14.2 If the delivery or receipt of a notice occurs on a day which is not a Business Day or at a time after 5.00 pm in the place of receipt, it is regarded as having been received at 9.00am on the following Business Day.
15.1 We may sub-contract any of our obligations under this agreement to a third party, provided that:
a. if we sub-contract any obligations:
i. we will ensure the relevant sub-contractor is suitable and performs all sub-contracted obligations in accordance with the requirements of this agreement;
ii. we will continue to be liable to you for the performance of our obligations under this agreement, even though we have sub-contracted one or more of those obligations; and
iii. we will be liable to you for the acts and omissions of our sub-contractors, as if these acts and omissions were our own; and
b. our obligations in relation to the design or installation of the System can only be sub-contracted to a CEC-Accredited Installer.

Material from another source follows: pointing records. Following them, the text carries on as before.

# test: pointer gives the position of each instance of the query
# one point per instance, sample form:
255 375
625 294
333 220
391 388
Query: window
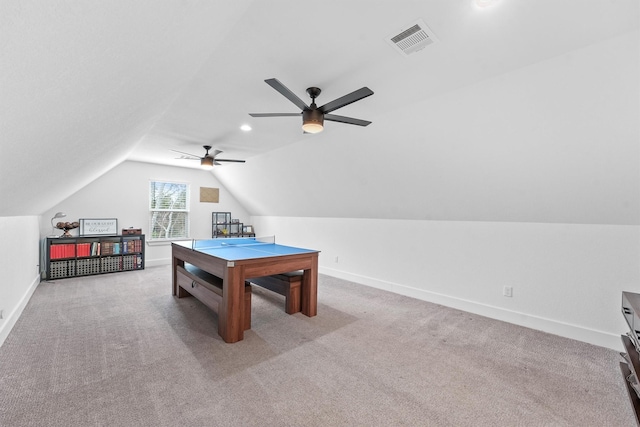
168 210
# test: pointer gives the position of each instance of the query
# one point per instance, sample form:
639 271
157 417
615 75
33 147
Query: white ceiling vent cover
413 38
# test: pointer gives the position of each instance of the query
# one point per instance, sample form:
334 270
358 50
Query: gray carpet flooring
120 350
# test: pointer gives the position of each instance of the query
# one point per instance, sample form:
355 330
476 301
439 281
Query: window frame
186 210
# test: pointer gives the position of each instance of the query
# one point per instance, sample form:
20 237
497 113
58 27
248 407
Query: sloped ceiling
521 111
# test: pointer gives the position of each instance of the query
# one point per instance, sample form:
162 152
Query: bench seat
287 284
207 288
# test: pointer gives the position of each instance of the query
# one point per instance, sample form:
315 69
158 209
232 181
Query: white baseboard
10 319
599 338
157 262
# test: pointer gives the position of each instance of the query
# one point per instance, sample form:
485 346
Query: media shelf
223 226
88 255
631 341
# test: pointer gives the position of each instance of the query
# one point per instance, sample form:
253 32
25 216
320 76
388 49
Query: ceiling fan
313 116
209 159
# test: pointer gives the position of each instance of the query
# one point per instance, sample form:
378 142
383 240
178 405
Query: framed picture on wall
98 226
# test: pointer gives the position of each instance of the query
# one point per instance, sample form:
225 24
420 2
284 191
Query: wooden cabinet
83 256
631 341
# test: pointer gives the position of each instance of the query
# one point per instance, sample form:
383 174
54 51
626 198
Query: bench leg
293 299
247 307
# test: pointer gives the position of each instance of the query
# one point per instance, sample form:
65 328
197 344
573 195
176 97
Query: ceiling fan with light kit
313 117
208 160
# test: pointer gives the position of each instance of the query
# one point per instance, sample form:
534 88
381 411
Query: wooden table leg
231 313
174 281
310 289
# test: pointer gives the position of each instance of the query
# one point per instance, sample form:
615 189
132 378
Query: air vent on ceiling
413 38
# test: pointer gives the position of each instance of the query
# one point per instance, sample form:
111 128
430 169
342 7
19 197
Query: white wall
123 193
19 259
567 279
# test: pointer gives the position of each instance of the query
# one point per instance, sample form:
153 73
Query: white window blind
168 210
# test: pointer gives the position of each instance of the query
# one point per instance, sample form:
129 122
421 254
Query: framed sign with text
98 226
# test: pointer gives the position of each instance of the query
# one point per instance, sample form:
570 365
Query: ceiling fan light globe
206 162
312 127
312 121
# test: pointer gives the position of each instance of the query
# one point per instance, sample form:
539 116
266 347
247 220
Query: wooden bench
287 284
207 288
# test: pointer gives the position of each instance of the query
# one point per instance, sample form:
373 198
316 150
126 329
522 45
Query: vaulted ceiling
519 111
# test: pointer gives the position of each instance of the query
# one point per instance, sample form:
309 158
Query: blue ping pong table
235 260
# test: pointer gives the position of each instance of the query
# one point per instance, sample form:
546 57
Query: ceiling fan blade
229 160
354 96
275 83
187 154
274 114
347 120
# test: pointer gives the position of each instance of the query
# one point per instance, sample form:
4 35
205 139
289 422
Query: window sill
165 242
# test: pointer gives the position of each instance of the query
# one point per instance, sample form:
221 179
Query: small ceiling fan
209 159
313 116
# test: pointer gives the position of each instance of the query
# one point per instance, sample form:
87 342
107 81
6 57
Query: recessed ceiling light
485 3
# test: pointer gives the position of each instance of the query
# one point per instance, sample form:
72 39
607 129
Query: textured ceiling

16. Amendment of the agreement
16.1 This Agreement can only be amended in writing signed by both parties.
17.1 A waiver in connection with this agreement is not valid or binding on the party granting that waiver unless made in writing by that party.
18.1 Any term of this agreement which is or becomes invalid or unenforceable does not render the other terms of the agreement invalid or unenforceable.
19. Governing law of the agreement and submission to jurisdiction
19.1 This agreement is governed by the laws of South Australia, Australia. Any dispute, controversy, proceeding or claim of whatever nature arising out of or in any way relating to the agreement and the rights created hereby shall be governed, interpreted and construed by, under and pursuant to the laws of South Australia, Australia, without reference to conflict of law principles, notwithstanding mandatory rules. The validity of this governing law clause is not contested.